On a very basic level, oracles can be categorized based on two fundamental traits. These are:

  1. Hardware vs. software oracles: Hardware oracles comprise of external hardware devices which can collect data directly from the environment, such as temperature sensors. Software oracles, by contrast, leverage APIs to collect digital data using the internet. Their interconnectedness to the internet makes them incredibly powerful since they can provide smart contracts with the most up-to-date data.
  2. Inbound vs. outbound oracles: Inbound oracles, as the name suggests, bring external off-chain data to smart contracts. These are generally the most widely recognized type of oracle. Outbound oracles, on the other hand, allow smart contracts to send data or trigger external systems based on on-chain events.

Some additional types of oracles include:

  • Cross-chain oracles: These oracles bridge data across various blockchains.
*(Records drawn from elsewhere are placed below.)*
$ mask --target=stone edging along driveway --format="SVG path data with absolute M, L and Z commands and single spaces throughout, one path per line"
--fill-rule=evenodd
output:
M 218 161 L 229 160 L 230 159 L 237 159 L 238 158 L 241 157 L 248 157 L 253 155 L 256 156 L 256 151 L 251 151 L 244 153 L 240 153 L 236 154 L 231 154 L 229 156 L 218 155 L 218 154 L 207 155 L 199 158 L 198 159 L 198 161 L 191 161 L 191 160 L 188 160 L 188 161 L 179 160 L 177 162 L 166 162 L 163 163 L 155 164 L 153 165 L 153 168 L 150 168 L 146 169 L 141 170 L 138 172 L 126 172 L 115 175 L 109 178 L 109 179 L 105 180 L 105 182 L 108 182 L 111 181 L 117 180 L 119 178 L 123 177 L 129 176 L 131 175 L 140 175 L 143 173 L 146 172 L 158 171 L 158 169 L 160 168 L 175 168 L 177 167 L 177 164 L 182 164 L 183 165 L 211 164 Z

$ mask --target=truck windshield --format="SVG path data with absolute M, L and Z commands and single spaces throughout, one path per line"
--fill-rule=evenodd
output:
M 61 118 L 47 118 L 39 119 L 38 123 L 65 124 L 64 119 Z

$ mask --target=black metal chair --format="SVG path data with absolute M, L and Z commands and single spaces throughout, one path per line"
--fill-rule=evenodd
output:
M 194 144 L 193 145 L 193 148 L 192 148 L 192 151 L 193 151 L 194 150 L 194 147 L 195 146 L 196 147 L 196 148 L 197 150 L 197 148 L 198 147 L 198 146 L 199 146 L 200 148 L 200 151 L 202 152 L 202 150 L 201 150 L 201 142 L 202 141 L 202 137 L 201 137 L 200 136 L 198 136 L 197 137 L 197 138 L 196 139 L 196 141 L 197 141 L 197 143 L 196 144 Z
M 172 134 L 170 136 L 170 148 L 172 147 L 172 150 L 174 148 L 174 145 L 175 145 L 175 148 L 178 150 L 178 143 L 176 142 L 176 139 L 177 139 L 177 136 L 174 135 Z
This enables interoperability between different blockchains in terms of moving data or assets from one blockchain to another. Very cool.
  • Compute-enabled oracles: These are used for computations that are impractical to perform on-chain because of block constraints or cost of computation. Computing zero-knowledge proofs to ensure data privacy is one such example.

If you’ve been paying attention so far, you may have picked up on a potential problem that we could run into when fetching data using oracles. A centralized oracle node (or server) is a recipe for disaster, because you’ll end up supplying bogus and inaccurate data to hundreds of smart contracts if the node is compromised (and defeat the very purpose of blockchain in the first point). Yikes.

In a truly decentralized utopia where everyone can have their cake and eat it too, our oracles need to be decentralized as well. This is where something like Chainlink reigns supreme.

Chainlink is a decentralized oracle network. This network comprises hundreds of oracle nodes which can fetch data from a variety of sources. Chainlink employs a number of additional measures which help ensure the reliability of the provided data:

  1. Node reputation: Nodes that consistently provide accurate and reliable data build a positive reputation over time, which makes them more likely to be chosen for data retrieval.
  2. Rewards and collateral: Nodes are required to stake Chainlink tokens (called LINK, which is ERC-20 compliant) as collateral in order to participate in the oracle network. This incentivizes node operators to provide good service; not only does Chainlink reward fulfilled requests with additional LINK tokens, but a dishonest node also risks losing its stake of LINK for poor service.
  3. Data aggregation: When a smart contract requests for data, Chainlink gathers the requested data from multiple independent sources and then calculates an aggregated result. This helps eliminate outliers, providing more accurate data to the smart contract.

A Simple Example

I’m not going to dive too deep into the more practical aspects of working with Chainlink because the documentation itself is very sound. Nonetheless, I do want to demonstrate just how easy it is to get started with it.

Take a look at this code snippet below:

This funky little smart contract uses Chainlink to fetch the latest price of Bitcoin (because I’m still not over my losses yet 😔). To be specific, we:

  • Import the AggregatorV3Interface and create an interface object by pointing it to the proxy contract which can fetch the current BTC/USD exchange rate for us. The address for this proxy contract (bitcoinPriceFeedAddress) is available in Chainlink’s documentation.
  • Fetch the latest BTC/USD exchange rate through the fetchRoundData function.

At the time of writing this article, calling the getBitcoinPrice function returns a value of 2712140805133, which suggests that one Bitcoin costs slightly more than $27,000 (after catering for Chainlink’s decimals). This also suggests that I’m still suffering massive losses, but enough about that.

Ladies and gentlemen, it really is that simple.

Concluding Thoughts

If you’ve made it this far, you should have a basic understanding of what oracles are and the role that they play in the modern blockchain ecosystem. I would highly recommend anyone looking to get started in the world of blockchain development to take a closer look at Chainlink and explore the endless development possibilities that it offers.